Fixed-Wing UAV-Based Air-to-Ground Channel Measurement and Modeling at 2.7 GHz in a Rural Environment
Yue Lyu, Wei Wang, Peng Chen
Abstract
Fixed-wing unmanned aerial vehicle (UAV) is widely considered as a vital candidate of aerial base station in beyond 5th-Generation (B5G) system due to its longer flight endurance and higher cruise altitude. Investigating and modeling the air-to-ground (A2G) wireless channel for fixed-wing UAV can better promote its development in various applications. In this article, we present a wideband A2G channel measurement campaign for fixed-wing UAV with a maximum altitude of 700 m. A comprehensive investigation of channel fading characteristics and channel modeling including path loss, shadow fading, spatial correlation, and small-scale fading is provided. Particularly, unlike terrestrial channels, a strong dependence of shadow fading and small-scale fading on UAV altitude is found. We propose to adopt Gamma distribution for modeling the shadow fading effect that has a similar fitting performance with traditional Log-normal distribution but is more robust for theoretical analysis. Spatial correlation characteristics and modeling are presented. Results reveal that the decorrelation distance of shadow fading increases with the UAV altitude. We propose to use a model combining the exponential and sinusoidal functions that fit well with the autocorrelation function for shadow fading.

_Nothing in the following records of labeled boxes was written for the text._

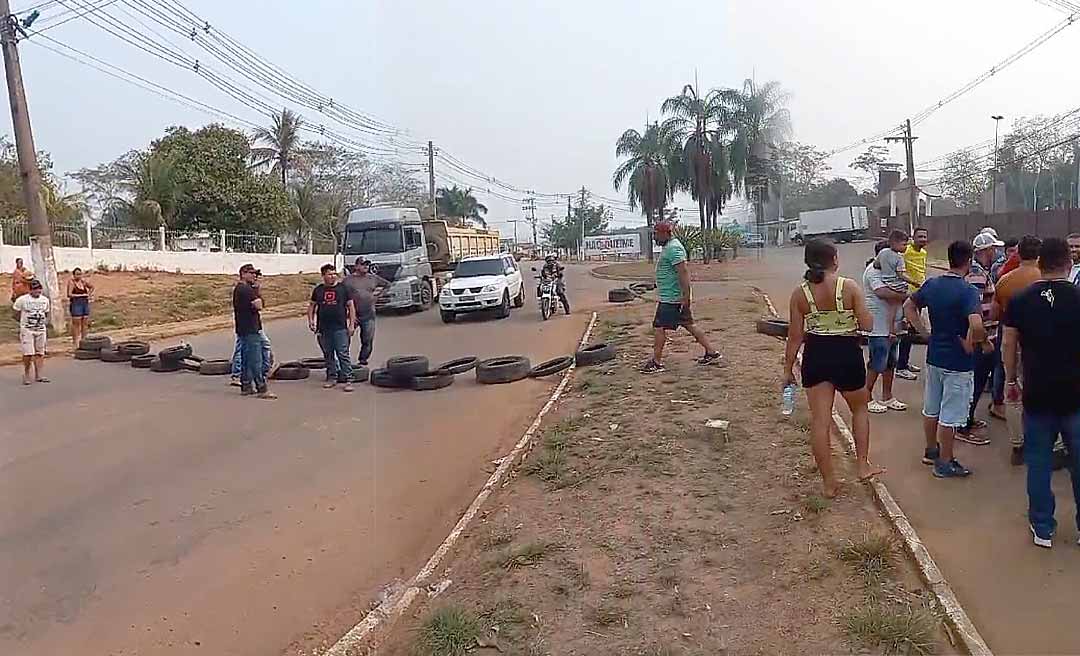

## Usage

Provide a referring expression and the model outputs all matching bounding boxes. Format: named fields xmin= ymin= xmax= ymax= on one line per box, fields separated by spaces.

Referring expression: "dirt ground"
xmin=379 ymin=284 xmax=951 ymax=656
xmin=0 ymin=271 xmax=319 ymax=344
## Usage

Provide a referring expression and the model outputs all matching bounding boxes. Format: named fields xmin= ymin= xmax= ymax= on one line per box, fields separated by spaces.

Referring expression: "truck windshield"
xmin=345 ymin=226 xmax=405 ymax=255
xmin=454 ymin=259 xmax=507 ymax=278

Further, by using Kolmogorov-Smirnov (KS) test, Cramer-von Mises (CVM) test, and Akaike information criterion (AIC) methods, the Rician distribution is found to be the best candidate for modeling small-scale fading for UAV with altitudes above 300 m. The Rician K-factor is found to be strongly depending not only on the direct distance but also on the UAV altitude. We finally propose a full-dimension empirical K-factor prediction model.